There are many studies stating marijuana is a potentially dangerous drug for anyone who has a predisposition for schizophrenia or other psychotic disorders. If you fit into this category, you should take special care and speak with your doctor if you are really adamant about using weed. It is your health after all, protect it.
And now, here is the tale of my personal struggle with anxiety and how marijuana has actually helped me deal with that issue.
Practice Makes Perfect
Each individual possesses a natural affinity for certain things: math, writing, creativity, etc.

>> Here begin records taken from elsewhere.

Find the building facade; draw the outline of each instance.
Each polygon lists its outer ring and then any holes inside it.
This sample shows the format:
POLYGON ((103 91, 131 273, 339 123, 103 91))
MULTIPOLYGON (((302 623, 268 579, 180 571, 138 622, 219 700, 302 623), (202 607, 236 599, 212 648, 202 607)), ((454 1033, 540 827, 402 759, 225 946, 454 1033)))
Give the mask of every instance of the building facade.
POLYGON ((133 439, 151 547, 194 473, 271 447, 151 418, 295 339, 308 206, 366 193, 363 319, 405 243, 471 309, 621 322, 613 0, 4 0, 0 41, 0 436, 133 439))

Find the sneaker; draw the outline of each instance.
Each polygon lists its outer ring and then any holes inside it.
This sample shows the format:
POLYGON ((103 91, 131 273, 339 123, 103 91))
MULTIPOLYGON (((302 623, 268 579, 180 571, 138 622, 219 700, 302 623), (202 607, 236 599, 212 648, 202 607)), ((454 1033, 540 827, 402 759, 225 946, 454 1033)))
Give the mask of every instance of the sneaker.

We can further develop those attributes through practice and application. This is because the brain favors repetition and carrying out activities multiple times helps us to execute them again in the future.
I discovered in my early twenties that I inherited an affinity for anxiety. I can’t recall any particular event or issue that would cause me to suffer severe anxiety or panic attacks, but I now accept this as just a fact about myself and the way my brain operates.
Applying the Concept
At times, when using marijuana I suffer from extreme anxiety and panic. This feeling stems from activation of the portion of the brain called the amygdala, the area of the brain linked to such feelings. Battling that anxiety is the originator of rational thought, the prefrontal cortex. This area convinces me in these panicky times that the experience is a temporary feeling and it will go away in due time. This thought calms me down and allows me to once again collect myself.
And as I explained before, through practice we become better at performing. By repeating this process through the use of weed, I have set up a controlled environment to induce a panic attack. This method offers me opportunities to practice calming myself through my own reasoning when my anxiety starts to run rampant. This is a similar concept to exposure therapy, being put in a situation where one must face their fears and anxieties.
I have noticed that my panic attacks after using this methodology have become less severe, and I am quicker to pull myself back together. Even more rewarding is that my anxiety in everyday situations has all but disappeared. A large part of the credit should be attributed to facing the panic attacks created by using marijuana and learning the skills needed to deal with them on my own terms.
I don’t say this will work for everyone, and I’m not saying everyone should go out and inflict panic and paranoia on themselves as therapy. I’m just offering my own personal experience, what has become of it, and why it has worked for me. I only hope it helps someone who reads this to find their own inspiration and answers.